Figure 8 presents the transient failure probability analysis obtained using Equation (33) to analyze the slope performance profile at different depths and times. Under a rainfall intensity of 20 mm/h, the performance indices oscillated most of the time between the average and unsatisfactory performance regions, demonstrating poor slope surface performance in the first 6 h of the steady rainfall event. Unlike the deterministic analysis, this analysis is more compatible with the field information provided by Aristizábal et al. [58], where the slope was determined to be unconditionally unstable.

5. Conclusions

In this study, a probabilistic approach for unsaturated and transient conditions was carried out to understand the contribution of physical and hydraulic parameters on the stability of slopes. The authors implemented a new stability model that implements the Cavalcante and Mascarenhas shear strength model based on the Cavalcante and Zornberg theory, where they proposed a new solution for the unsaturated flow equation as a function of the delta hydraulic adjustment parameter.

For this work, the FOSM demonstrated a satisfactory, quick, and efficient performance as the models used to evaluate the stability under unsaturated conditions were mathematically closed, thereby allowing the implementation of the method in Wolfram Mathematica software 12.0 at a low computational expense.

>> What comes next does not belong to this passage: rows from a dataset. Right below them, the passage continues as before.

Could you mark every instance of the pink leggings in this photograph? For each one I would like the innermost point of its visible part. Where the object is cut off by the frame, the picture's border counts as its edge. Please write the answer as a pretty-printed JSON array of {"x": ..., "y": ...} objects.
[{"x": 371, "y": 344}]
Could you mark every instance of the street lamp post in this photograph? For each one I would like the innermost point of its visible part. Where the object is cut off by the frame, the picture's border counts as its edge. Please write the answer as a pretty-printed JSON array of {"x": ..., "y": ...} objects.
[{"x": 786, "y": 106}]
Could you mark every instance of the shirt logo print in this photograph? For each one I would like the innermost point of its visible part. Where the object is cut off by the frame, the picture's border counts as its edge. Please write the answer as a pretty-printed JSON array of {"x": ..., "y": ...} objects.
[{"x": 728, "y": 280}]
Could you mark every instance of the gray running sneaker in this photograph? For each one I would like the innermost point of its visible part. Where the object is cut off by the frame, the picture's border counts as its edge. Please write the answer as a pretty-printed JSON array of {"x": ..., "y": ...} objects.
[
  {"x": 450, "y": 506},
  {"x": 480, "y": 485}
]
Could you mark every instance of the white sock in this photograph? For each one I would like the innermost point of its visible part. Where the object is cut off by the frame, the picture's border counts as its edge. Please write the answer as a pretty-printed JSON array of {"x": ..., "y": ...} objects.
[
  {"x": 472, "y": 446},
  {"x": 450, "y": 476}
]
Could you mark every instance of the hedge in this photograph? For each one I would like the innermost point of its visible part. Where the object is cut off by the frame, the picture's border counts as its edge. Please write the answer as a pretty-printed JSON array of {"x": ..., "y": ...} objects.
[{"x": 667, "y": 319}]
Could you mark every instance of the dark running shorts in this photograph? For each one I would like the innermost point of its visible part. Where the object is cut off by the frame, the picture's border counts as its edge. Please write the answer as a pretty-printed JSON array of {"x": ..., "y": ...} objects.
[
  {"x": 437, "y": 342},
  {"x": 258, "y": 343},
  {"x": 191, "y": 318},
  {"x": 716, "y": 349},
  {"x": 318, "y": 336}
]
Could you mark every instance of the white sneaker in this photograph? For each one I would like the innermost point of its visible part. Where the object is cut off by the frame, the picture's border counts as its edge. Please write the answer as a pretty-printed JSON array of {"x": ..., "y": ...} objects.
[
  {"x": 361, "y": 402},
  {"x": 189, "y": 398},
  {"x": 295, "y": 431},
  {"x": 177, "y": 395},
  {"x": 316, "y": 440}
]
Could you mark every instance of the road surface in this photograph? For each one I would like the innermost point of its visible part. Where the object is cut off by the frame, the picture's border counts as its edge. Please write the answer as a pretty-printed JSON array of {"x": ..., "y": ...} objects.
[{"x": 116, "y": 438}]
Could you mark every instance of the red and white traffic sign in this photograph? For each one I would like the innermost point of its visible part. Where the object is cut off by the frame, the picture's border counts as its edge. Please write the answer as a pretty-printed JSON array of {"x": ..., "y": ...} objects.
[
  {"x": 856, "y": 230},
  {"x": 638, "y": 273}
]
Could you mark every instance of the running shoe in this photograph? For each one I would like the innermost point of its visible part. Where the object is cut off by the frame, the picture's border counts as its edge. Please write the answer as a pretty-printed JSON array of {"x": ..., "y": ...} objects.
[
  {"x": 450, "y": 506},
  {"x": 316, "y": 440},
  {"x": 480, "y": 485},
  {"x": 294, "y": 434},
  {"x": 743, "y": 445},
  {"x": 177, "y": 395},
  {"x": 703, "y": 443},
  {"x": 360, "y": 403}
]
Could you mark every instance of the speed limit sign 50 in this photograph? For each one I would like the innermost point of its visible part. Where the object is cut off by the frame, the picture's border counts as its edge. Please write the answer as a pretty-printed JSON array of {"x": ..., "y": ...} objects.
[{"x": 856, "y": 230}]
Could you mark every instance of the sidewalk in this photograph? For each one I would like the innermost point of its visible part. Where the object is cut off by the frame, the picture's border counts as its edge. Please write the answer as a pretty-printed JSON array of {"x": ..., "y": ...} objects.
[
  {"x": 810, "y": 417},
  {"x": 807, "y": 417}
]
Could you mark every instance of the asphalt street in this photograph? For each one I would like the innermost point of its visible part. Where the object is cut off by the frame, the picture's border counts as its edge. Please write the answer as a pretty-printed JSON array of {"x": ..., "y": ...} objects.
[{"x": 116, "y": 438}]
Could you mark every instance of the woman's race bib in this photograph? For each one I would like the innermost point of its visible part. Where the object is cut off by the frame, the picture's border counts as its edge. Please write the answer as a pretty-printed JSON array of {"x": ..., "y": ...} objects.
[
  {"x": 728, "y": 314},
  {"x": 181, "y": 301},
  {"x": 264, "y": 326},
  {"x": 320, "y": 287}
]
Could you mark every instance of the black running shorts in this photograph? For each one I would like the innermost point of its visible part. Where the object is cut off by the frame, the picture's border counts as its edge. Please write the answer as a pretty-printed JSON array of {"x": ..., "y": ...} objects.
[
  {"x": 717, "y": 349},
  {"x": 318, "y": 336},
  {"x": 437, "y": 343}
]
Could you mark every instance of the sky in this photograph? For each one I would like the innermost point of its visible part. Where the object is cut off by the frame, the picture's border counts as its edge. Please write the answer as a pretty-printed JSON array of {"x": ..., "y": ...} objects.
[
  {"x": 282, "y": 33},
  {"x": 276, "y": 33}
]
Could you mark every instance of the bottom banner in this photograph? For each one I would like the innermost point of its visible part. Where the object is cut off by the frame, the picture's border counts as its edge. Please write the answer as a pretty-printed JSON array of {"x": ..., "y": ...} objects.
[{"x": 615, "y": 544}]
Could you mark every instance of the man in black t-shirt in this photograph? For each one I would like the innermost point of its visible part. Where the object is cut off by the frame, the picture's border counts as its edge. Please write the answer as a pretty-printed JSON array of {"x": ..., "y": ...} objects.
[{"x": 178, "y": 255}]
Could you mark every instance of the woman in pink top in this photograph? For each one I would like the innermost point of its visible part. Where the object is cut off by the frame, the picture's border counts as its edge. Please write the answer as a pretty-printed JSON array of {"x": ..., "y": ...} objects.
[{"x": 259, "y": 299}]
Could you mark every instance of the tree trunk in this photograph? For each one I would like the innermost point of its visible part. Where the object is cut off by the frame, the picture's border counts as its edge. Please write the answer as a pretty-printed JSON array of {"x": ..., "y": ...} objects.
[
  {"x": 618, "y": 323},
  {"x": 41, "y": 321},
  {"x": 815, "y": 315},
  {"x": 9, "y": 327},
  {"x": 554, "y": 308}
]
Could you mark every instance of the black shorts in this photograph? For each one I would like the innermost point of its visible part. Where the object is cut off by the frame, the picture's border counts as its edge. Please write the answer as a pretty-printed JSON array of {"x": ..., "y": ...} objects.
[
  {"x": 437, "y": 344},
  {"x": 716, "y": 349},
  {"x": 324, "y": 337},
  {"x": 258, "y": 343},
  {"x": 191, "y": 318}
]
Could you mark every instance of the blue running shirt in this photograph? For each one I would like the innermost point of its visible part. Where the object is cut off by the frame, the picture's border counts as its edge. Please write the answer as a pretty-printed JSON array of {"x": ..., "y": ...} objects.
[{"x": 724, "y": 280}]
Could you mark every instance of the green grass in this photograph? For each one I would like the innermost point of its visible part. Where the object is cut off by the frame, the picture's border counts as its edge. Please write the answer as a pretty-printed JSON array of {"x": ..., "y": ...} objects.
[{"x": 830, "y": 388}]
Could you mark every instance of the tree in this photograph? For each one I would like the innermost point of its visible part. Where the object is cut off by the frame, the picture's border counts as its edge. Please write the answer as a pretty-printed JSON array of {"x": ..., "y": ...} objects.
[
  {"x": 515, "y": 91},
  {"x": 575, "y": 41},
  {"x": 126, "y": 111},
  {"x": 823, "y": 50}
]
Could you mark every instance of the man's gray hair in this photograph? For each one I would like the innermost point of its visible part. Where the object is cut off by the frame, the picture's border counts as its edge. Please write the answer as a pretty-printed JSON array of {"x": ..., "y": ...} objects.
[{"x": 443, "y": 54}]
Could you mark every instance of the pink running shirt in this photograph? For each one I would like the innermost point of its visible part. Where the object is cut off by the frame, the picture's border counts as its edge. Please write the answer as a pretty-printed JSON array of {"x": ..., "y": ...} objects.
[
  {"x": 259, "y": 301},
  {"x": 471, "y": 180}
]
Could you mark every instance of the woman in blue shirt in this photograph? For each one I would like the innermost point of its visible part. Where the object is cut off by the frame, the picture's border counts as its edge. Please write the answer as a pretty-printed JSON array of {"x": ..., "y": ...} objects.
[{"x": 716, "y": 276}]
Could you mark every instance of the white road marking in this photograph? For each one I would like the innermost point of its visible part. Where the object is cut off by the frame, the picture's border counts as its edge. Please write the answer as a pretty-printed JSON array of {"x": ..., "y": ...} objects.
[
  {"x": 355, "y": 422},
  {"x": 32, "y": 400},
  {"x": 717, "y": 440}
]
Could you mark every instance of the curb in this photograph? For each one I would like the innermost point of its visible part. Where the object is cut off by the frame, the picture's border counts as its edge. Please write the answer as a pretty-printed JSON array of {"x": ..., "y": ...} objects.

To fully understand the slope stability during a precipitation event, this study demonstrated the importance of using models of unsaturated conditions, where the initial requirements for obtaining the FS are associated with the impact of hydraulic processes.

The probabilistic analysis confirmed its advantages in problems that involve variables with high dispersion and statistics, such as phenomena that depend on the infiltration and percolation processes. For slopes, quantifying the probability of failure becomes an essential tool for the geotechnical aspect, especially in decision-making involving the risk management associated with mass movements. The comparison of the parametric analysis with the analysis of the contribution to the total variance of the FOSM verified that the analyses of the parameter sensitivity were limited to the information of the first statistical moment (E(FS)), which limited the results on the influence of the dispersion of each parameter in the medium to the FS response.

Finally, the probabilistic analysis provided a more efficient approach under transient conditions, thereby allowing the evaluation of a slope under saturated conditions while incorporating the influence of a precipitation event and all parameters involved in the stability problem. Therefore, the probabilistic analysis can efficiently obtain the slope performance indices at any time and depth with a low computational expense. In this way, the authors suggest conducting probabilistic stability analyses, treating all variables as stochastic, to measure the effect of each parameter on the safety factor’s total variance. A minimum sample size is needed to determine the variation coefficient for each parameter.